Take eshell for an example: it connects processes together in emacs and can natively support navigating to places on remote hosts, opening files there, or running (remote) shell commands.

I sympathise with you on the pain of terminfo+ssh where the remote host doesn’t have the appropriate files. But I don’t think that further piling on “standards” to terminal escape sequences is a long-term solution to terminal woes.


You can also learn to use the terminal. This can clear many of the problems that you would otherwise have by thinking that the terminal is just another windows/macos application.


I don’t know how to respond to this as you seem to just think I’m an idiot who doesn’t know how to use computers.

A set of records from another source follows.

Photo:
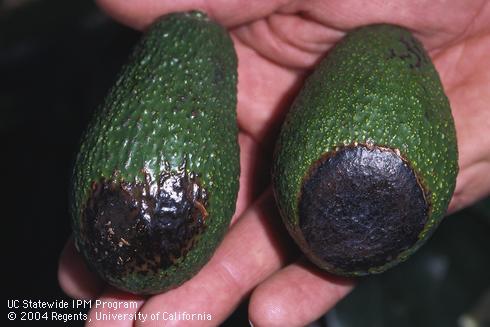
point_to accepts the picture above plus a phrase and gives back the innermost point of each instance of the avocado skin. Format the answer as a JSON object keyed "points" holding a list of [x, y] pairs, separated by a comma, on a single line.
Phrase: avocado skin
{"points": [[377, 87], [171, 112]]}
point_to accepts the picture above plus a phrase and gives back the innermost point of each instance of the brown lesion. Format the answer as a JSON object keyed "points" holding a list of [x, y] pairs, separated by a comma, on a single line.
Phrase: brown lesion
{"points": [[143, 227], [361, 206], [413, 53]]}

The problem with using a terminal is that control of it is distributed between a few things the user can control and the escape sequences (or just output) produced by the shell and any processes that run in it. These may end up conflicting with each other leaving your terminal in a bad state or you may just get broken output (ever tried piping pv something | ... | less?). One way to regain some control is with something like tmux but this can become unwieldy (and heaven forfend it sees a multibyte Unicode character—terminal emulators don’t really have a way to communicate with applications about how wide a character is going to be when drawn)

I think a few things get conflated because there are few text-centric or command-line user interfaces. I put it to you that it is possible to have good composable text-centric user interfaces that don’t rely on pretending to be a VT100 or an ancient single-byte-stream-with-control-sequences protocol.


The problem with GUIs (I assume you mean them by "actual user interfaces") is that they rely too much on the user's memory, and that they do not scale, especially for the cloud systems.

I have many text notes which record various commands. I have them because it is so easy -- once you figured out how to do something, get the history and copy relevant stuff. At work, we share the commands on Slack, put them into Wiki, paste them in the docs, and so on. If the commands grow too complex, they turn into scripts -- after all, scripts are just file rename away.

I don't think I could do this efficiently I had to use GUIs. Theoretically, I could write an manuals with dozens of steps[0], but this is much more significant effort, and they'll likely go stale anyway.

[0] https://docs.microsoft.com/en-us/iis/application-frameworks/...


You are confusing command line and terminal here, I believe. Note how OP was specifically using emacs as an example. From your "store and share commands" point of view so called TUIs (like emacs in terminal) are as opaque as GUIs (emacs in X11).


Note that nothing stops a GUI program from also supporting programmability and scripting. While it's true that most of them don't, you'll also find that a surprising number do.

For example, the entire MS Office Suite is programmable - you can write VB Script (or lately, JS?) and achieve most if not all of the functionality supported in the GUI.

Rather more well known on this front, Emacs and many other Lisp systems have always supported the same kind of programmability as a shell from within the GUI environment - both in the form of a simple REPL and more advanced GUI-command interaction (e.g. executing the current selection as elisp code, executing a command with the current selection as input etc).